Verantwortlich für die unterschiedliche Schätzungen ist die jeweils vorgegebene Bezugsgröße – 366 oder 86. Sie wird Anker genannt und hat offensichtlich einen enormen Einfluss auf die Schätzung der Befragten.
Der Ankereffekt
Der Ankereffekt gilt als einer der zuverlässigsten und eindeutigsten Befunde der Verhaltenspsychologie.
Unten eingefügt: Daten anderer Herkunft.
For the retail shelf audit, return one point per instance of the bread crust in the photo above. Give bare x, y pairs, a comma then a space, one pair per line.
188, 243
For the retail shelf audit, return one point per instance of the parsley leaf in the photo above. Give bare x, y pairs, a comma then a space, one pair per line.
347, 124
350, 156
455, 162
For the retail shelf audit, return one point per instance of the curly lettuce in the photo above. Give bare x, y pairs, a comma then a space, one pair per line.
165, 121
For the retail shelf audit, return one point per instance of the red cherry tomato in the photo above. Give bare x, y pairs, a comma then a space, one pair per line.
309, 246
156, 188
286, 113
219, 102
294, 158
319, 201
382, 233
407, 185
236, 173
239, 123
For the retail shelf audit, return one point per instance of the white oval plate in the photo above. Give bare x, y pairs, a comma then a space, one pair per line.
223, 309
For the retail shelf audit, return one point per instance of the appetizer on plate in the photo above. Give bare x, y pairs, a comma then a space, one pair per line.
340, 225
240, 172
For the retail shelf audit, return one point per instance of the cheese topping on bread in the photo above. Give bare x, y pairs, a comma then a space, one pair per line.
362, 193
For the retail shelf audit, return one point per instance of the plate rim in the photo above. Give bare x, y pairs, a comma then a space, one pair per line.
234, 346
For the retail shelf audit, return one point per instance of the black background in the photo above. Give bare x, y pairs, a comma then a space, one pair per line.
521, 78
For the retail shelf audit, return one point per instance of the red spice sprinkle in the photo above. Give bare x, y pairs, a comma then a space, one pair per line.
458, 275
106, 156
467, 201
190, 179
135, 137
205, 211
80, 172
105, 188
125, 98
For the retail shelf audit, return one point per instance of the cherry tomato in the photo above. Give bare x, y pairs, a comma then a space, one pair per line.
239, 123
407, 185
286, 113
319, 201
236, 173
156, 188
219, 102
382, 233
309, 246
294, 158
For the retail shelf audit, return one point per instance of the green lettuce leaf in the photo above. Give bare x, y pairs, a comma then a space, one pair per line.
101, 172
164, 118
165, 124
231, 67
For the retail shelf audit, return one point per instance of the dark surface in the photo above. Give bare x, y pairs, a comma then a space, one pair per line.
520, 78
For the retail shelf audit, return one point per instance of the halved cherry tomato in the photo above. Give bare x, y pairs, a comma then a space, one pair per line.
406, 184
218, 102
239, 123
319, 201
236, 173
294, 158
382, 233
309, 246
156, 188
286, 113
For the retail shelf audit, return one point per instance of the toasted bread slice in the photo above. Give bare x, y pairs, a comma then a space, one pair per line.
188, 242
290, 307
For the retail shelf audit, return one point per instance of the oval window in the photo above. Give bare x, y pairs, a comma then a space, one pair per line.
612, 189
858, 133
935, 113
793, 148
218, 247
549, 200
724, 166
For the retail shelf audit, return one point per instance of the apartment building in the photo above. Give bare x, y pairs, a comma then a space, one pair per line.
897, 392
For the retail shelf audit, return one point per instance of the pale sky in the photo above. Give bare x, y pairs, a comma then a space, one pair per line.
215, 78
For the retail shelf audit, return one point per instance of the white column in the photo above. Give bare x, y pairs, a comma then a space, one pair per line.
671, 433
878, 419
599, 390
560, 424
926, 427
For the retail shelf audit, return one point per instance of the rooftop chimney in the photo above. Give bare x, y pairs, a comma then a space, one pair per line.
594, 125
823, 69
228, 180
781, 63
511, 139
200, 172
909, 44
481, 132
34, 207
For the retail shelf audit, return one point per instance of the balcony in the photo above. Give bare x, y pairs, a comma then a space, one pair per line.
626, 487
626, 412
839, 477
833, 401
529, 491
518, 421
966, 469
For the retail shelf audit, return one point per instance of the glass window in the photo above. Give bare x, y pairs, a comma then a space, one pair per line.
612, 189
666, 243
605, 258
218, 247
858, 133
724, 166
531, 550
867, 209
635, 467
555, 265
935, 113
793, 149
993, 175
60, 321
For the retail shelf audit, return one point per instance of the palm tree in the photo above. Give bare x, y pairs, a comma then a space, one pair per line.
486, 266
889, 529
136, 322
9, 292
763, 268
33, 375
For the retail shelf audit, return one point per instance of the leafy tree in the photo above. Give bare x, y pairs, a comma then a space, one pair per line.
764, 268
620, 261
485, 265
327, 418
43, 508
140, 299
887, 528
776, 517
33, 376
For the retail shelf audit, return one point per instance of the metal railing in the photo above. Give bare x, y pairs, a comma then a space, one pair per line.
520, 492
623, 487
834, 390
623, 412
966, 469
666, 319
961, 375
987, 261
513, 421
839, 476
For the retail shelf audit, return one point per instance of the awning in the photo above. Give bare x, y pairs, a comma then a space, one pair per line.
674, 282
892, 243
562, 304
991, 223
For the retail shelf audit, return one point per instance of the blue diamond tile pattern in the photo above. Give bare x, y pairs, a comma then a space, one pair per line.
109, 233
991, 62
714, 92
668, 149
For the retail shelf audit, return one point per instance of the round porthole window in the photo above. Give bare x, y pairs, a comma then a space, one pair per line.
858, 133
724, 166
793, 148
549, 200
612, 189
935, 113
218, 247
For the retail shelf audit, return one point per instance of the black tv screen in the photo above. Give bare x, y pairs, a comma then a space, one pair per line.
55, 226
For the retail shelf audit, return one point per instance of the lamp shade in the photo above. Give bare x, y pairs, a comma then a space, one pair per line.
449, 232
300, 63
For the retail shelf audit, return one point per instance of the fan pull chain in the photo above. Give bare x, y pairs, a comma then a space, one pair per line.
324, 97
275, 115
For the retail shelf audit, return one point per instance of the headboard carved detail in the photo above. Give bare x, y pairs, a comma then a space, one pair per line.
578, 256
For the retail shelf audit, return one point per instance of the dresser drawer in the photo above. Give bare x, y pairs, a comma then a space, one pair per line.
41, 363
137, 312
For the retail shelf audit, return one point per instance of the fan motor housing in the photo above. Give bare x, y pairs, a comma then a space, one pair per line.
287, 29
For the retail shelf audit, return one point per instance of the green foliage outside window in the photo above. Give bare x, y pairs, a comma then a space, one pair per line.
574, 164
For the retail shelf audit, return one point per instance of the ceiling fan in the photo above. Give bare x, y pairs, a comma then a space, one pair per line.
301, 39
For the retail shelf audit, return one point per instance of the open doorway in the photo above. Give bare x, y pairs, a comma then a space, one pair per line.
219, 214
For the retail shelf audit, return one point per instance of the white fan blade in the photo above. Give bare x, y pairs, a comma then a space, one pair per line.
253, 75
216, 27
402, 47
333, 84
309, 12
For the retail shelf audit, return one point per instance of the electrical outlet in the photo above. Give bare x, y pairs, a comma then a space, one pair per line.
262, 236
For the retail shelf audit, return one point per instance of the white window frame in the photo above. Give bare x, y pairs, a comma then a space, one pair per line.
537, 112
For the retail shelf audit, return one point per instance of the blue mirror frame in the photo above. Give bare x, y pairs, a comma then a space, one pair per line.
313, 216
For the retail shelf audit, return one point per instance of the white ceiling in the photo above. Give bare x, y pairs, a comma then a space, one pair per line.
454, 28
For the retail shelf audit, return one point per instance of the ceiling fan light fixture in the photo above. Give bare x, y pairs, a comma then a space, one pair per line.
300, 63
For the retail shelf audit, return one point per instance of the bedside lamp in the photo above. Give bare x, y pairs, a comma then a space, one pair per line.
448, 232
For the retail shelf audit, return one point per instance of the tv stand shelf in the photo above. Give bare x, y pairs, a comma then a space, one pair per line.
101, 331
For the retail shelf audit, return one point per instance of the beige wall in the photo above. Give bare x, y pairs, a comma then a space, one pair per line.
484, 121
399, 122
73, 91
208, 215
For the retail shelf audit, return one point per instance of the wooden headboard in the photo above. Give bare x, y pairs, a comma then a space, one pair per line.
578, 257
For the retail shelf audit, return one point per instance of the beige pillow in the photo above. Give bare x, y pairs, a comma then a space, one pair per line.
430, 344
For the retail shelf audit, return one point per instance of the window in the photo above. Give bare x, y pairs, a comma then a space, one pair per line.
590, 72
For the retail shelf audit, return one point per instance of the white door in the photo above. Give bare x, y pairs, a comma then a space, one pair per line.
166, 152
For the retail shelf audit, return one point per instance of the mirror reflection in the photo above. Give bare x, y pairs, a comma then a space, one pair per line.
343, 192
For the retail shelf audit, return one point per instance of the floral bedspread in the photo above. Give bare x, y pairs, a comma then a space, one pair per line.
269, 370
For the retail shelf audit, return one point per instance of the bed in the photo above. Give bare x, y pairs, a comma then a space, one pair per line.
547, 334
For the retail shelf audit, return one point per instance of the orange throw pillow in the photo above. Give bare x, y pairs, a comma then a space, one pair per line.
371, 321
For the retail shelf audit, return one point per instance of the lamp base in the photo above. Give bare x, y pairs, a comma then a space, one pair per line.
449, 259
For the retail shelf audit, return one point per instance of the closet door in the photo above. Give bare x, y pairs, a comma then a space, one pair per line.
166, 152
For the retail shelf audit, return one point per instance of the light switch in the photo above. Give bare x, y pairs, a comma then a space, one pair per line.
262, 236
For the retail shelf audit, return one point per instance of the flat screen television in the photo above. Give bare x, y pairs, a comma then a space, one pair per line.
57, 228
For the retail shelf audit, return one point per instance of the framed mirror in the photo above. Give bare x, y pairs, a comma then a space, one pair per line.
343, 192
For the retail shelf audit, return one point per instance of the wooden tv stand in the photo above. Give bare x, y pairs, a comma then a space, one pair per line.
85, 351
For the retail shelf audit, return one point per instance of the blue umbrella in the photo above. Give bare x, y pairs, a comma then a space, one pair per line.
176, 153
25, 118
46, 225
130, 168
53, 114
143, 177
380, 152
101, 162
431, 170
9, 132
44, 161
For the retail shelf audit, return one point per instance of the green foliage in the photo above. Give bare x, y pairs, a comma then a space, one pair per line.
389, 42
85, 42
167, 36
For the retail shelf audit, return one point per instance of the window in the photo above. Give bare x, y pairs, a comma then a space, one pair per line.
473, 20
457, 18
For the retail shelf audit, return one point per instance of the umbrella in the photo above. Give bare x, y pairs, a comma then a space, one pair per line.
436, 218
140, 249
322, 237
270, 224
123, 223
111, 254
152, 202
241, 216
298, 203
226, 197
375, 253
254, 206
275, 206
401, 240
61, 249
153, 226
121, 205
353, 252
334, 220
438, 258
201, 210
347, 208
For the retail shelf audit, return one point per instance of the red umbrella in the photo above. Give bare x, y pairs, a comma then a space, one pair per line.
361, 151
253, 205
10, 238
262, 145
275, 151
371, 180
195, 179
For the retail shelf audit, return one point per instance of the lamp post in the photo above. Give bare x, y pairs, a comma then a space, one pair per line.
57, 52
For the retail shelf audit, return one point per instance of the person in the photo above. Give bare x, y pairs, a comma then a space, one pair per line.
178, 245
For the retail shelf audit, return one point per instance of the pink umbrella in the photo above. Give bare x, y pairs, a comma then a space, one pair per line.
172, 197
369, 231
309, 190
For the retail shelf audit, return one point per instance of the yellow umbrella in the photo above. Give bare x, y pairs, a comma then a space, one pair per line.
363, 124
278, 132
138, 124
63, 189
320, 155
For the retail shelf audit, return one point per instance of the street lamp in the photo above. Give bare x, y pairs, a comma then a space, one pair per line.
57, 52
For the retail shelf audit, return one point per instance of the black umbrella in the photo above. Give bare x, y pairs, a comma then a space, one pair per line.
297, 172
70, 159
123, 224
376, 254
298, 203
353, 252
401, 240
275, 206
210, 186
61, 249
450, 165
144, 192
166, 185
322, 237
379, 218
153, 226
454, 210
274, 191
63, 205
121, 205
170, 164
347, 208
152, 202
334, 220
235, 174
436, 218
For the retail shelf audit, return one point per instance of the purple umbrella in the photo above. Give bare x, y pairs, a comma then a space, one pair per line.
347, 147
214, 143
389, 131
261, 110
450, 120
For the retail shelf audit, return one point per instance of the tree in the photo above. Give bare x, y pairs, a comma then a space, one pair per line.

Das Internet spuckt folgende Definition aus:
Der Ankereffekt ist ein Begriff aus der Kognitionspsychologie und beschreibt das Phänomen, dass Menschen bei bewusst getroffenen Wahlen von vorhandenen Umgebungsinformationen beeinflusst werden, ohne dass ihnen dieser Einfluss bewusst ist.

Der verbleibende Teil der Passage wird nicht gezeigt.